Three Headed Beingings have rights also!!!


----------



## fatboy (Jun 28, 2017)

I used to say only in CA.....but my wife works at the University here, in payroll......they have started to be required to ask what "pronoun" they prefer to be addressed by..........sheesh.......smh............


----------



## ADAguy (Jun 28, 2017)

Love it Mark!

Keep them coming


----------



## steveray (Jun 28, 2017)

Did they change the braille too? And where is the ISA?


----------



## mark handler (Jun 28, 2017)

steveray said:


> Did they change the braille too?
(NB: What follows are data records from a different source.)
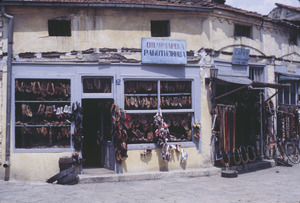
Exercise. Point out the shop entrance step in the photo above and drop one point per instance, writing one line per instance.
(96, 171)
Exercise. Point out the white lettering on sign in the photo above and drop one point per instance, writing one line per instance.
(163, 51)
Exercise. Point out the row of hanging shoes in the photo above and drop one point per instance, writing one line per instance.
(176, 102)
(133, 87)
(140, 102)
(175, 87)
(42, 89)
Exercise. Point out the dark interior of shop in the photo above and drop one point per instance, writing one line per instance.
(96, 129)
(246, 123)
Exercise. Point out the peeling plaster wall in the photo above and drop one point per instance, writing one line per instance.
(119, 28)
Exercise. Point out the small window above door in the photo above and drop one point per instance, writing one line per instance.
(96, 84)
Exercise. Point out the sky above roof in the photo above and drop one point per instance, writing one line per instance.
(261, 6)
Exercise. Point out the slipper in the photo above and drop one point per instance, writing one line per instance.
(97, 83)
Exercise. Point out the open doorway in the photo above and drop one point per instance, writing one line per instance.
(96, 130)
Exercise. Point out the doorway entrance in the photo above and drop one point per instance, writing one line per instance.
(96, 128)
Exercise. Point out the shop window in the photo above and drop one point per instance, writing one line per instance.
(242, 31)
(59, 27)
(143, 99)
(42, 113)
(288, 95)
(96, 85)
(256, 74)
(160, 28)
(175, 95)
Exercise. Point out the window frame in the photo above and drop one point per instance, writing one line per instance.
(240, 33)
(55, 28)
(286, 93)
(13, 113)
(163, 26)
(188, 143)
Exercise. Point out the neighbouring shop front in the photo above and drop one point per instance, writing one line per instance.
(287, 111)
(106, 114)
(239, 115)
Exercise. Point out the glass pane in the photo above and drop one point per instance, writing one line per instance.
(287, 95)
(42, 113)
(96, 85)
(175, 95)
(143, 128)
(140, 102)
(175, 87)
(293, 93)
(140, 87)
(176, 102)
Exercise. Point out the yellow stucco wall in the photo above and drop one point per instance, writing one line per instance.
(117, 28)
(153, 162)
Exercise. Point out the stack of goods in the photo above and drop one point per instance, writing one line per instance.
(77, 117)
(161, 136)
(121, 123)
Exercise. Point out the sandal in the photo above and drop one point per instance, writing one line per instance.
(97, 83)
(28, 111)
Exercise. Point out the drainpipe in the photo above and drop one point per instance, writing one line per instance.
(6, 165)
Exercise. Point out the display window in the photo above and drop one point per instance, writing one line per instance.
(171, 96)
(42, 113)
(96, 85)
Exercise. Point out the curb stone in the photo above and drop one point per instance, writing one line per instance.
(85, 179)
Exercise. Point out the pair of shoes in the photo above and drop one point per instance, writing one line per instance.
(26, 110)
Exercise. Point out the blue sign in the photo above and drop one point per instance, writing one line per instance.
(160, 51)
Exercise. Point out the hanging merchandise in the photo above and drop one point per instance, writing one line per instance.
(226, 119)
(183, 156)
(197, 130)
(121, 123)
(77, 117)
(161, 137)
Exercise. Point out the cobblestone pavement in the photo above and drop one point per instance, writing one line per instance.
(277, 184)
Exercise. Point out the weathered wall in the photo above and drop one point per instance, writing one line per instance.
(104, 27)
(153, 162)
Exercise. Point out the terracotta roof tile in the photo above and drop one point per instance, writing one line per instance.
(287, 6)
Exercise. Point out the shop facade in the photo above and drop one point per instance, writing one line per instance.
(69, 93)
(41, 131)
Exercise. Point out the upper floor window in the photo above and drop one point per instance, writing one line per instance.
(242, 31)
(256, 74)
(59, 27)
(293, 38)
(160, 28)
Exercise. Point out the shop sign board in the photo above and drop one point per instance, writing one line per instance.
(160, 51)
(240, 56)
(291, 68)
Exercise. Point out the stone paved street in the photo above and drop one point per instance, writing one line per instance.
(277, 184)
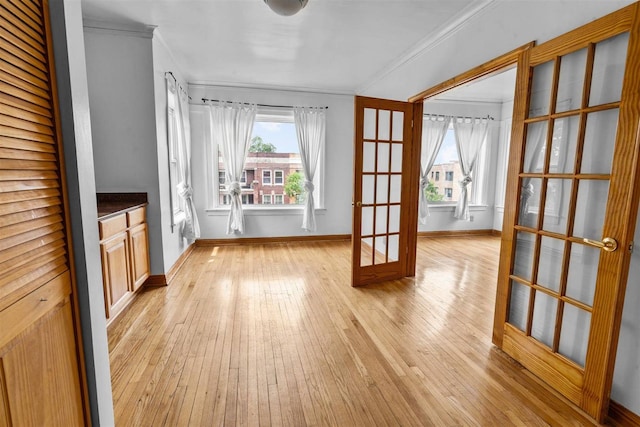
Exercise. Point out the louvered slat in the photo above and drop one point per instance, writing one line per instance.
(22, 44)
(25, 115)
(13, 291)
(26, 175)
(24, 95)
(23, 17)
(18, 217)
(21, 30)
(44, 238)
(23, 105)
(14, 186)
(20, 196)
(28, 204)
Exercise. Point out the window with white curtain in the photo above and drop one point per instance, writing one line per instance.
(443, 187)
(174, 142)
(272, 165)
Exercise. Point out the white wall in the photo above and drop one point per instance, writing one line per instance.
(441, 217)
(335, 218)
(499, 28)
(75, 122)
(163, 61)
(123, 127)
(626, 378)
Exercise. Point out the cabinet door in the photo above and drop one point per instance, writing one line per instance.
(139, 247)
(115, 270)
(39, 381)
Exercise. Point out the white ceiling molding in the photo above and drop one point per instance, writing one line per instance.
(432, 40)
(142, 31)
(208, 84)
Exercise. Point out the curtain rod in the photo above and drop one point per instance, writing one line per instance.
(204, 100)
(177, 84)
(488, 117)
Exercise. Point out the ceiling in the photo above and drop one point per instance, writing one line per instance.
(331, 46)
(495, 88)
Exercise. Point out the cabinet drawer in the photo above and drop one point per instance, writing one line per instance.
(136, 216)
(112, 226)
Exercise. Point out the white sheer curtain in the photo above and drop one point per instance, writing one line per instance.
(190, 227)
(310, 127)
(470, 135)
(231, 127)
(434, 128)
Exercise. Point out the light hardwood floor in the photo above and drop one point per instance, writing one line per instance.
(274, 335)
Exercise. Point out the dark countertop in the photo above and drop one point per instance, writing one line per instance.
(111, 204)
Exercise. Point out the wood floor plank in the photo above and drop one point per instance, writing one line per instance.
(274, 334)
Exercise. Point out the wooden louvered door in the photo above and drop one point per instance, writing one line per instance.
(39, 345)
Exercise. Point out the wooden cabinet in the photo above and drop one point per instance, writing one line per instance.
(125, 258)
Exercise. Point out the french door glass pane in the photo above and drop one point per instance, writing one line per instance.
(396, 189)
(599, 141)
(608, 70)
(381, 250)
(382, 189)
(523, 259)
(384, 123)
(366, 248)
(574, 335)
(369, 123)
(570, 83)
(530, 202)
(366, 226)
(541, 89)
(396, 158)
(383, 157)
(381, 219)
(519, 305)
(398, 126)
(590, 208)
(535, 147)
(544, 318)
(563, 144)
(583, 272)
(394, 243)
(556, 208)
(550, 263)
(369, 157)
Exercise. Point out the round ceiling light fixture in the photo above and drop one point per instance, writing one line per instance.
(286, 7)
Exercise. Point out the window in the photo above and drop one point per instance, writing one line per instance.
(266, 177)
(273, 159)
(448, 165)
(448, 193)
(278, 177)
(174, 145)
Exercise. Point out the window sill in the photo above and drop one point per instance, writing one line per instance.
(264, 211)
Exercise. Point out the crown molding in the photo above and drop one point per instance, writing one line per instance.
(430, 41)
(257, 86)
(129, 30)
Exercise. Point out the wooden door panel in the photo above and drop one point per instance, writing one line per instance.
(40, 371)
(384, 170)
(562, 199)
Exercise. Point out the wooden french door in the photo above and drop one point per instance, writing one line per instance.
(385, 202)
(571, 207)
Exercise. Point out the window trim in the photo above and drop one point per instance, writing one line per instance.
(265, 114)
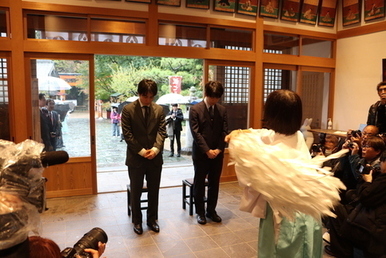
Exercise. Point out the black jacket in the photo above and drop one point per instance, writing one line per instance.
(377, 116)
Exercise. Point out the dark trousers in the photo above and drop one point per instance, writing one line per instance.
(202, 168)
(53, 142)
(177, 136)
(339, 245)
(153, 177)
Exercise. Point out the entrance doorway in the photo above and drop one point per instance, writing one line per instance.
(116, 79)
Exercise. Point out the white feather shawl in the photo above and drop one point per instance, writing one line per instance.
(281, 169)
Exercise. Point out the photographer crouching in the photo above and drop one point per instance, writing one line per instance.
(359, 230)
(22, 197)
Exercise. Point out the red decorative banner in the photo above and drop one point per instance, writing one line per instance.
(175, 84)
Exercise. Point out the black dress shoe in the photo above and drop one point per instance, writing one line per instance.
(153, 226)
(138, 229)
(214, 217)
(201, 219)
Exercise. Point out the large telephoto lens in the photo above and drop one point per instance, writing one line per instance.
(91, 239)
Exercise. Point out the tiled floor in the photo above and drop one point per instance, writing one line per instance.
(181, 236)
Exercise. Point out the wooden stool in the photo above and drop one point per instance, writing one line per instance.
(144, 190)
(188, 198)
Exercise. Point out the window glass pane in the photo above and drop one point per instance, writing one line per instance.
(181, 35)
(62, 122)
(3, 23)
(316, 47)
(57, 27)
(104, 30)
(315, 92)
(281, 44)
(231, 39)
(275, 79)
(236, 81)
(4, 102)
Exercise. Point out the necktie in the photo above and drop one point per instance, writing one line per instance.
(211, 112)
(146, 113)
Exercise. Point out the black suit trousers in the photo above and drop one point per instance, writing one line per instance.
(202, 168)
(152, 174)
(177, 136)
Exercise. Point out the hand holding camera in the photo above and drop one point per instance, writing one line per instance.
(86, 247)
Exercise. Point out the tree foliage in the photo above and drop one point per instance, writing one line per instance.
(121, 74)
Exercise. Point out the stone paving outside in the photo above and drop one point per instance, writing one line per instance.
(112, 173)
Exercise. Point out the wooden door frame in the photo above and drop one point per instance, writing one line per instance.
(64, 179)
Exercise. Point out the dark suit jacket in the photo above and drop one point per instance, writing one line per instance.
(54, 124)
(139, 135)
(207, 135)
(44, 129)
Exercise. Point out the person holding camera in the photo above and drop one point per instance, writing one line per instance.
(377, 111)
(44, 247)
(372, 148)
(53, 122)
(174, 120)
(361, 224)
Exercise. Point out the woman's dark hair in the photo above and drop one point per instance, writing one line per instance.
(283, 112)
(147, 86)
(377, 143)
(43, 247)
(214, 89)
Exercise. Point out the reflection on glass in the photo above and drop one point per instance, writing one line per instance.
(62, 120)
(236, 82)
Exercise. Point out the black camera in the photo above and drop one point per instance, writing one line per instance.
(316, 147)
(365, 169)
(89, 240)
(356, 133)
(350, 145)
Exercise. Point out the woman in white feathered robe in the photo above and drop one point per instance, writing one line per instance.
(282, 185)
And where is the ISA?


May not be accessible?


----------



## steveray (Jun 28, 2017)

mark handler said:


> May not be accessible?



Certainly looks new enough that it should be and it wouldn't meet the "private office" exception...And that fire extinguisher down the hall looks like a projection >4" over a walking surface too....1003 maybe...?


----------



## ADAguy (Jun 28, 2017)

They don't call you "Eagle Eye" for nothing.


----------



## cda (Jul 2, 2017)

Ok I guess I have to file a lawsuit now.

They did not provide facilities for my "alternative lifestyle dog"


----------



## CityKin (Jul 3, 2017)

What do they have in that room, a litter box?


----------



## cda (Jul 3, 2017)

I will try to remember to look when I go back


----------



## cda (Jul 7, 2017)

The room,

Not even handicapp accessible for the pets


----------



## cda (Aug 4, 2017)

San Antonio has better facilities than COS


http://m.mysanantonio.com/life/pets...or-traveling-dogs-11731579.php#photo-13633255


----------



## Yikes (Aug 4, 2017)

fatboy said:


> I used to say only in CA.....but my wife works at the University here, in payroll......they have started to be required to ask what "pronoun" they prefer to be addressed by..........sheesh.......smh............



My wife teaches at a private college in CA, but it's the same thing.  I told her that when H.R. asks her to pick a pronoun, any pronoun,  she should insist on being addressed as "Dean" or perhaps "President".

Most of her students are from Asian countries, and when she (as required by policy) asks each student to pick their gender pronoun for this year, most of them cannot even comprehend the question - - as if it's coming from an alternate universe.
Which it is, IMO.


----------